BEIRUT, Lebanon — Hezbollah fighters targeted an Israeli army convoy near the border between the two countries on Wednesday, killing two soldiers and prompting a barrage of shell fire into southern Lebanon.
The attack, coming just days after an Israeli airstrike killed a number of Hezbollah fighters and an Iranian general in Syria, marks a significant escalation of tensions between the two sides, who fought a bitter war in 2006 that killed more than 1,000 Lebanese nationals — mostly civilians — and around 150 Israelis.
The current crisis represents the most serious confrontation between Israel and Hezbollah since the Israeli invasion, and has prompted fears of another damaging conflict.
Lebanese officials told the Associated Press that retaliatory Israeli shelling hit the border villages of Majidiyeh, Abbasiyeh and Kfar Chouba near the Shebaa Farms area, while Israeli jets were reportedly seen flying over southern Lebanon.
Hours after the attack, a spokesman for the Israeli army said that two soldiers had been killed and seven injured.
A spokesman for the UN peacekeeping force in Lebanon said that one of its peacekeepers had been killed in the south of the country — likely as a result of Israeli shelling.
In a statement released Wednesday, Hezbollah claimed responsibility for the attack on the convoy of several military vehicles in the Shebaa farms area of the Golan Heights — a strip of territory on the border between Israel, Syria and Lebanon, most of which has been occupied by Israel since the 1967 Arab-Israeli war.
The Lebanese militant group said that the attack was carried out by the “al-Quneitra Martyr's Brigade” — a reference to the area in the Golan Heights where Hezbollah member Jihad Mughniyeh and several other fighters were killed in an Israeli airstrike 10 days earlier.
"The convoy included Israeli artillery, an officer and several soldiers many of whom were injured," the statement read.
Tensions have been high in the Golan Heights since Israeli strike on Hezbollah on January 18. Jihad Mughniyeh, one of the casualties, was the son of assassinated high-ranking Hezbollah commander Imad Mughniyeh, and his death prompted calls for revenge from the group;s supporters.
Two rockets fired from Syria hit the Israeli side of the Golan Heights on Tuesday, prompting Israel to respond by targeting Syrian army positions in the area.

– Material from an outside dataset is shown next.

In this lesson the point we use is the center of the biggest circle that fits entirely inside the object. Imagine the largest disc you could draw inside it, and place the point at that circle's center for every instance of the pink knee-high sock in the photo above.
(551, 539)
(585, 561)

Hezbollah is currently fighting in several parts of Syria on the side of President Bashar al-Assad, a long-time backer of the group. It joined the fight across the border in 2012, and has since sent thousands of fighters to battle rebels aiming to overthrow Assad.
Hezbollah’s involvement has proved unpopular with many Lebanese, many of whom support the Syrian uprising. It has also brought the war closer to home, as jihadists have sought to hit Hezbollah targets in the country.
It remains unclear whether Wednesday’s confrontation will spill over into a wider conflict with Israel.
With Hezbollah already entangled in Syria’s brutal civil war, a new conflict with Israel would likely stretch the organization to its limits.
News of Wednesday’s operation was followed by the sound of celebratory gunfire in the southern suburbs of Beirut, an area that is home to a large number of Hezbollah supporters that was almost entirely destroyed during the 2006 Israeli invasion.
Israeli prime minister Benjamin Netanyahu, speaking after Wednesday’s attack, warned that the IDF was “ready to act with force on any front."
“I suggest that all those who are challenging us on our northern border, look at what happened in Gaza, not far from the city of Sderot,” referring to Israel’s bombardment and ground invasion of Gaza last year, a conflict that killed around 2,200 Gazans — most of them civilians.